An October 2021 picture of the Indian King tavern in Haddonfield, New Jersey, which existed at the time of the Hessian march but is not recorded as having been used by the Hessians.  It is now a museum.

This was the first stop in the Hessian army’s march to Fort Mercer.  When they arrived on the way to the Fort, the Hessians were greeted by local Tories, who identified sympathizers with the patriot cause.  The sympathizers were rounded up and reportedly kept under guard by a campfire in a street of the town to prevent anyone warning Fort Mercer.[1]  (As soon as the Hessians left on the morning of October 22, 1777, one of those sympathizers, Jonas Cattell, began a ten-mile run to the Fort to alert the defenders.  His exploit continues to be honored with a yearly run.[2])

Haddonfield was the site other Revolutionary War events[3], and of course much history before and since.  It is a pleasant town with a nice row of restaurants that recommend it as a lunch stop for those visiting Fort Mercer and Fort Mifflin.

An October 2021 picture of a marker in Haddonfield that would have been there when the Hessians passed through.

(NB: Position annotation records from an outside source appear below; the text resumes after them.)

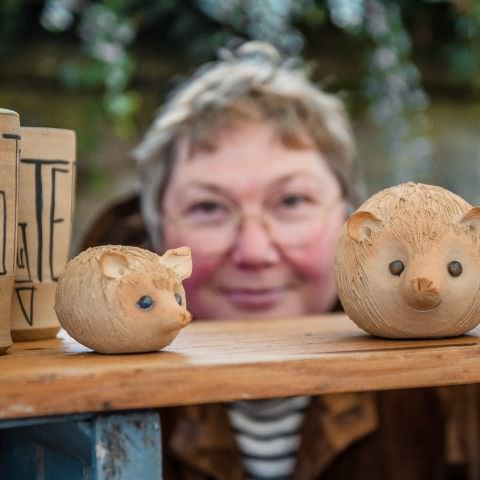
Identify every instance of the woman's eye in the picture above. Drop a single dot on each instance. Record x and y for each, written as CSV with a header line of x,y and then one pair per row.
x,y
455,268
396,267
206,207
207,211
178,298
145,303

[1] https://friendsofredbank.weebly.com/the-story-of-the-battle-of-red-bank.html

[2] https://www.haddonfield.njdar.org/jonas_cattell.html  Note that this site presents a somewhat different narrative of Cattel’s having been arrested for a curfew violation and held for that reason on October 21, as opposed to having been detained with other patriots.

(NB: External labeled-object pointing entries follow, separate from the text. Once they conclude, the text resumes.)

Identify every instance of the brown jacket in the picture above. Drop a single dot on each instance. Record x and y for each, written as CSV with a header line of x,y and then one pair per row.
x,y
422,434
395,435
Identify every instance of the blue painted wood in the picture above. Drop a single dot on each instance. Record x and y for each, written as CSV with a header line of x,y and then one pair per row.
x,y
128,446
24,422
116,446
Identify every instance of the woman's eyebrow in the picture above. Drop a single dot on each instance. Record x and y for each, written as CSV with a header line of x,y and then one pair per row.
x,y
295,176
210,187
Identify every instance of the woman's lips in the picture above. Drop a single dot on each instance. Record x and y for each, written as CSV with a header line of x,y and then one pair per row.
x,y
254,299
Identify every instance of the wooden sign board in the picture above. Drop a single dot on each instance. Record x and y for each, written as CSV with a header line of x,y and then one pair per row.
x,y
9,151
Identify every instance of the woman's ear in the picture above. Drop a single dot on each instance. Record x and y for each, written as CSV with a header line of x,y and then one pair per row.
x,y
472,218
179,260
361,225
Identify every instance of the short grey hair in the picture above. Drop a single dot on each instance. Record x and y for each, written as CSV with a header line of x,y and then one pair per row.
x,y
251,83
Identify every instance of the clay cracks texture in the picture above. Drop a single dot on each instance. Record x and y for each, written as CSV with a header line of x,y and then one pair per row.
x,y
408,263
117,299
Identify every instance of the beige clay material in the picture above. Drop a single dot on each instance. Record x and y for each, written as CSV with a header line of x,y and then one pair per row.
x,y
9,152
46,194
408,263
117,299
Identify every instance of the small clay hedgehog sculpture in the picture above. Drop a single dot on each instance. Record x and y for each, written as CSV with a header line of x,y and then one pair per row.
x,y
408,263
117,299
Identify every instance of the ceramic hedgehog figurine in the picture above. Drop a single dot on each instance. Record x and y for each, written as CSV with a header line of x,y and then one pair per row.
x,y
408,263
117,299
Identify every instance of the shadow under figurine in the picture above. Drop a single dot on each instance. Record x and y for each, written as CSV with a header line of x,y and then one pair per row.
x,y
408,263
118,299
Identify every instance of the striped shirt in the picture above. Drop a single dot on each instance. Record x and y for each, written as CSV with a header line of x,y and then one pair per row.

[3]   See https://www.revolutionarywarnewjersey.com/new_jersey_revolutionary_war_sites/towns/haddonfield_nj_revolutionary_war_sites.htm#s7  One of the Rhode Island regiments that manned Fort Mercer stopped there for provisions on October 18, 1777, on its way to the fort. Greenman, J., Diary of a Common Soldier in the American Revolution, 1775-1783: An Annotated Edition of the Military Journal of Jeremiah Greenman, edited by Bray, R. and Bushnell, P., pg. 80 (1978).  When the troops abandoned the fort the next month after the fall of Fort Mifflin, they stopped initially at Haddonfield. “The Israel Angell Diary, 1 October 1777-28 February 1778,” Rhode Island History, Volume 58, Number 4, pg. 117 (2000),  http://www.rihs.org/assetts/files/publications/2000_Nov.pdf

It is also possible that Haddonfield was the “Haddington” remembered by Connecticut private Joseph Plumb Martin, who describes there, prior to their defense of Fort Mifflin, the starving Continental soldiers encounter with “a Hissian, the cant word with the soldiers, for a goose.” Martin, J.P., The Adventures of a Revolutionary Soldier, pg. 61 (1830), https://en.wikisource.org/wiki/The_Adventures_Of_A_Revolutionary_Soldier

He also notes passing through that town as the Continentals moved on after leaving Fort Mifflin and, still starving, remembers helping himself to another barnyard fowl at that time.  Id., pgs. 70-71.